Part four of the collection can be characterised by themes of death and transformation. ‘Death of a Goshawk’ is a haiku with an untraditional syllable count which reaches its dénouement in the last line facilitated by its title,
White goshawk
Hovering on sunlight and air –
A boy’s trigger finger.
Other poems about death include ‘A Proper Burial’ about the death of a pair of tawny frogmouths beside a highway, ‘The Whiting’ where the poet is visited by the shadow of a fish he has killed and ‘The Great Auk’ for Charles Buckmaster, a poem which references another ‘generation of ‘68’ poet and friend of Adamson’s who died aged 21 in 1972. Not quite elegy, this poem recalls fondly Buckmaster’s poetry magazine The Great Auk and his contribution to the Sydney and Melbourne poetry scenes.

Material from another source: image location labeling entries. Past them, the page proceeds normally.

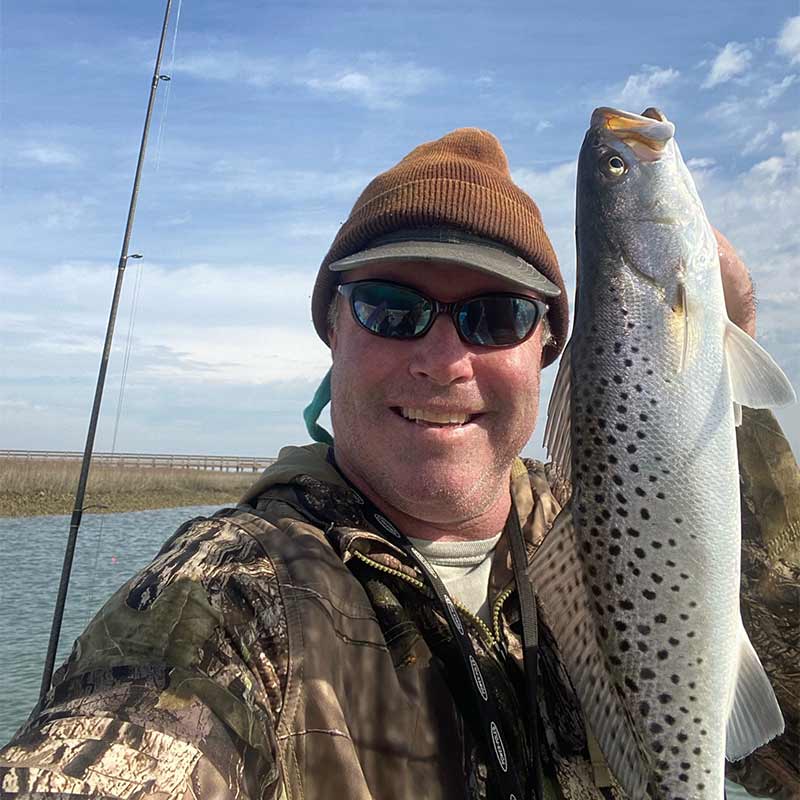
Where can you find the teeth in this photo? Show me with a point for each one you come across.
(438, 417)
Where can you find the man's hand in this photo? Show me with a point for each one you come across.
(740, 299)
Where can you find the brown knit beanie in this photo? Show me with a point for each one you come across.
(460, 181)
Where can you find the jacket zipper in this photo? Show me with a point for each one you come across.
(477, 621)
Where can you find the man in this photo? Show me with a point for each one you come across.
(300, 646)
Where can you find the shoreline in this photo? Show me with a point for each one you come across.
(37, 505)
(38, 488)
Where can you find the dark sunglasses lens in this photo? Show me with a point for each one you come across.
(498, 321)
(390, 311)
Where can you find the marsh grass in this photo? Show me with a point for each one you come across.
(30, 487)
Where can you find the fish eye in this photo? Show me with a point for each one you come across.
(614, 165)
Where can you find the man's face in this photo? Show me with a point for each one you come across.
(444, 474)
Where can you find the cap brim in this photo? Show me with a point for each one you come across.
(483, 258)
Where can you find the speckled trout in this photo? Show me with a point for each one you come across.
(639, 578)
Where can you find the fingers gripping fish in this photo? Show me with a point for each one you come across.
(639, 578)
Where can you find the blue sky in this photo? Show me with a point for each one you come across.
(275, 118)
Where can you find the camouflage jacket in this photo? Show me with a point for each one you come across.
(284, 650)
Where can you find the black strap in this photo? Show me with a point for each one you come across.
(506, 772)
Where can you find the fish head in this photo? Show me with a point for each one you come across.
(636, 201)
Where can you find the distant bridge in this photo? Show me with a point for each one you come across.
(153, 460)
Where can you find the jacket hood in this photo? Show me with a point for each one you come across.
(295, 461)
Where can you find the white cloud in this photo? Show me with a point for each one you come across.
(760, 139)
(375, 80)
(789, 39)
(791, 143)
(700, 163)
(776, 90)
(48, 155)
(643, 88)
(732, 60)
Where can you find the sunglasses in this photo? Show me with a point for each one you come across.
(399, 312)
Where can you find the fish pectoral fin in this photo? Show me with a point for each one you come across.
(564, 597)
(756, 380)
(557, 431)
(755, 716)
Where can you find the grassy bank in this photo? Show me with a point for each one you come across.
(32, 487)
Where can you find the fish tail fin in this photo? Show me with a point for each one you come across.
(755, 716)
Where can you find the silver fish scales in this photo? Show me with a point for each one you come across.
(639, 578)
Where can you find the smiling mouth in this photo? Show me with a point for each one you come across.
(436, 419)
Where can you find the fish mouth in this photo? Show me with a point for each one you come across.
(647, 134)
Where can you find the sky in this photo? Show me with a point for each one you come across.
(275, 117)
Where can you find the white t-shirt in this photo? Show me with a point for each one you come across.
(464, 568)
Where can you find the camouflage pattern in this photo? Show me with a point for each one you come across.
(284, 650)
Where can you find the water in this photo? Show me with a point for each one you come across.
(111, 548)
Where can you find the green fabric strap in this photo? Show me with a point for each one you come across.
(312, 411)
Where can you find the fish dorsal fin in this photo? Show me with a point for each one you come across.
(559, 582)
(557, 431)
(755, 716)
(756, 380)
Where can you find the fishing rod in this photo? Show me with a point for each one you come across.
(77, 510)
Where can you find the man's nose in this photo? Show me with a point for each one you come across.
(441, 356)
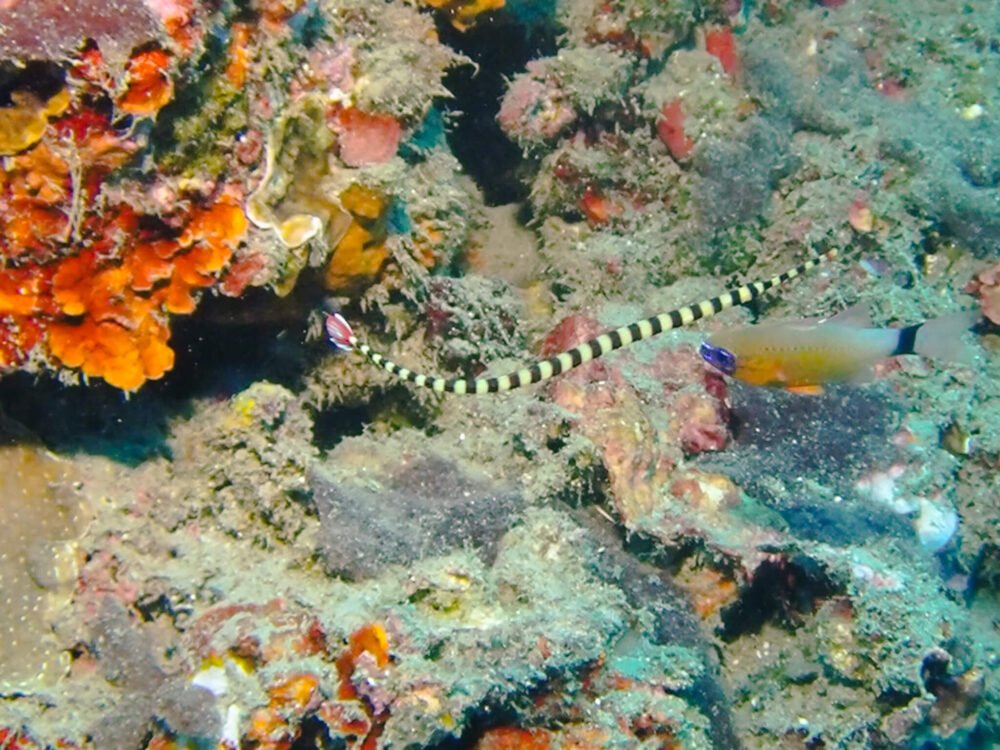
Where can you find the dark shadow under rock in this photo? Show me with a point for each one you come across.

Charles spoke of auk bones
discovered in Massachusetts, fragments put
together by the archaeologist of morning, kingfisher
of poets. Charles wrote for the lost forest
and opened new pages as he
walked the streets of Melbourne,
writing back the great auks, speaking branches
to sing from; as the growth rings
thickened our lives, he stretched himself imagining
pilchards in massive schools
turning oceans silver with auk food –
auks returning in poems, swimming from the heads
of poets, into the tides of our words.
The final poem in the collection is ‘The Kingfisher’s Soul’ for Juno. It is a redemptive poem, where the ‘you’ in the poem, presumably Juno, brings new knowledge and discoveries to the first person speaker, ‘Your breath blew a thicket of smoke from my eyes’, ‘You taught me how to weigh the harvest of light’, and ‘You brought along new light to live in’. The poem ends with a final transformation, ‘I preferred the cover of night, yet here, I stepped/ into the day by following your gaze.’
Net Needle sees Adamson return to recognisable themes and influences in a way that is at once familiar and rewarding. For this reason, it is also a wonderful introduction to his work for new readers.
FIONA SCOTNEY recently completed her PhD at the University of Queensland titled ‘The New Australian Poets: Networks and the Generation of 68’. She has previously been published in Cordite, The Australian Poetry Journal and Southerly.